Metadata-Version: 2.4
Name: cfdb
Version: 0.1.5
Summary: CF conventions multi-dimensional array storage on top of Booklet
Project-URL: Documentation, https://mullenkamp.github.io/cfdb/
Project-URL: Source, https://github.com/mullenkamp/cfdb
Author-email: mullenkamp <mullenkamp1@gmail.com>
License-File: LICENSE
Classifier: Programming Language :: Python :: 3 :: Only
Requires-Python: >=3.10
Requires-Dist: booklet>=0.9.2
Requires-Dist: lz4
Requires-Dist: msgspec
Requires-Dist: numpy>2
Requires-Dist: pyproj>3
Requires-Dist: rechunkit>=0.1.2
Requires-Dist: shapely>2
Requires-Dist: zstandard
Provides-Extra: ebooklet
Requires-Dist: ebooklet>=0.5.10; extra == 'ebooklet'
Provides-Extra: netcdf4
Requires-Dist: cftime; extra == 'netcdf4'
Requires-Dist: h5netcdf; extra == 'netcdf4'
Description-Content-Type: text/markdown

# cfdb

<p align="center">
    <em>CF conventions multi-dimensional array storage on top of Booklet</em>
</p>

[![build](https://github.com/mullenkamp/cfdb/workflows/Build/badge.svg)](https://github.com/mullenkamp/cfdb/actions)
[![codecov](https://codecov.io/gh/mullenkamp/cfdb/branch/master/graph/badge.svg)](https://codecov.io/gh/mullenkamp/cfdb)
[![PyPI version](https://badge.fury.io/py/cfdb.svg)](https://badge.fury.io/py/cfdb)

---

**Source Code**: <a href="https://github.com/mullenkamp/cfdb" target="_blank">https://github.com/mullenkamp/cfbdb</a>

---
## Introduction
cfdb is a pure python database for managing labeled multi-dimensional arrays that mostly follows the [CF conventions](https://cfconventions.org/Data/cf-conventions/cf-conventions-1.12/cf-conventions.html).
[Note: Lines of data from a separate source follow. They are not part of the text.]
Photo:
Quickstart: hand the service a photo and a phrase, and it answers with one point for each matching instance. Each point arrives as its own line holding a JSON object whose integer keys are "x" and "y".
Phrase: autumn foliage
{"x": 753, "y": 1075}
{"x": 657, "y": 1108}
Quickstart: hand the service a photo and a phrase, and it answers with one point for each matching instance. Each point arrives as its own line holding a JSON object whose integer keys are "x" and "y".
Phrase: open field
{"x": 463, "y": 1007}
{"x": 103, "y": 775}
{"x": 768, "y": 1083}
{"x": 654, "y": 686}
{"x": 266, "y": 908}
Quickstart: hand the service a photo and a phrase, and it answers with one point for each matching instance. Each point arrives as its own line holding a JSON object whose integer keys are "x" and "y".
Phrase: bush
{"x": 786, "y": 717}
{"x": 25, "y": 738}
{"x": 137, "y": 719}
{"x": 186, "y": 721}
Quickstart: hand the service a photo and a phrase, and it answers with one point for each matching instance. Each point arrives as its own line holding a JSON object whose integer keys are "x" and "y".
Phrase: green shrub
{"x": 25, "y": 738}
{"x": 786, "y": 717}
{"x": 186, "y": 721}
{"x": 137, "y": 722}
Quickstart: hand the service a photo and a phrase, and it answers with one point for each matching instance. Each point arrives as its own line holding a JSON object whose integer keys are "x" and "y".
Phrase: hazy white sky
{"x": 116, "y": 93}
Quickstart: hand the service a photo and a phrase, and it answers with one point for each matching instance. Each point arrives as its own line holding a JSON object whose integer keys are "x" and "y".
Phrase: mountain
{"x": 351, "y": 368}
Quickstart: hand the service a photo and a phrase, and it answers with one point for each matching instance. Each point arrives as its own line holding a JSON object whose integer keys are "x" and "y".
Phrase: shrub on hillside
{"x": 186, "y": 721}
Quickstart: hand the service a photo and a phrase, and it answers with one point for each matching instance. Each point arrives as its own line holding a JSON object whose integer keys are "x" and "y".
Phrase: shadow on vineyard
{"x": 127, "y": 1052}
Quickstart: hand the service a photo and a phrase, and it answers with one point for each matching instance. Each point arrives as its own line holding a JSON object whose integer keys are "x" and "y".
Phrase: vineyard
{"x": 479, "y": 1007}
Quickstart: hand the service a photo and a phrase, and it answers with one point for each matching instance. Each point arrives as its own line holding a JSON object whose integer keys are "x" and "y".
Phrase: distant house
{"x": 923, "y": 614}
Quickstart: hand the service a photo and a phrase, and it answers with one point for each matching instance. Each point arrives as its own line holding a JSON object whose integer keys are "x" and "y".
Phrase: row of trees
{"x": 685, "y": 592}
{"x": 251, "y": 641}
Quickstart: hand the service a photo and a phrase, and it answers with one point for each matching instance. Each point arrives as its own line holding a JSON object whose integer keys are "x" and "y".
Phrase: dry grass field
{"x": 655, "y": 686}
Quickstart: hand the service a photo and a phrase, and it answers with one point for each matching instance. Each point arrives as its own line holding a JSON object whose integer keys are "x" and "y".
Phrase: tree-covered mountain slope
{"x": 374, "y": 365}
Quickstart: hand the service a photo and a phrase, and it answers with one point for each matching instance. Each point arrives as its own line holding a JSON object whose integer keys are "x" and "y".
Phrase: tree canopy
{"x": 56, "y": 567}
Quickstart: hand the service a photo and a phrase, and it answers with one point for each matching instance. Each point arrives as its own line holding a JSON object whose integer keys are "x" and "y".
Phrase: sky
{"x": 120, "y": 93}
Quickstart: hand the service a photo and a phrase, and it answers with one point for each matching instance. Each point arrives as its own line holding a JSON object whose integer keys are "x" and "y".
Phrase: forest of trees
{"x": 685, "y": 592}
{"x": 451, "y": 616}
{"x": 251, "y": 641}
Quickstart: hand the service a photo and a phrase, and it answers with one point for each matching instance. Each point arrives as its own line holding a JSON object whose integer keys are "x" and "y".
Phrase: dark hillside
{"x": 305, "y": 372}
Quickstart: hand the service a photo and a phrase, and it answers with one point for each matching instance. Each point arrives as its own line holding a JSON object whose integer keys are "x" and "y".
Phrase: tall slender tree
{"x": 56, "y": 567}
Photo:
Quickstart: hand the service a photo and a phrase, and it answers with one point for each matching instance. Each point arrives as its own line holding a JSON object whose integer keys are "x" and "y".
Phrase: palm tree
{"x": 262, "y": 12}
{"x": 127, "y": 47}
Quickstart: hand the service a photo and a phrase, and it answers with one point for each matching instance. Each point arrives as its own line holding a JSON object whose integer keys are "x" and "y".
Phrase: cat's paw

It is an alternative to netcdf4 and [xarray](https://docs.xarray.dev/). It builds upon the [Booklet](https://github.com/mullenkamp/booklet) for the underlying local file storage and [EBooklet](https://github.com/mullenkamp/ebooklet) to sync and share on any S3 system. It has been designed to follow the programming style of opening a file, iteratively read data, iteratively write data, then closing the file.
It is thread-safe on reads and writes (using thread locks) and multiprocessing-safe (using file locks) including on the S3 remote (using object locking).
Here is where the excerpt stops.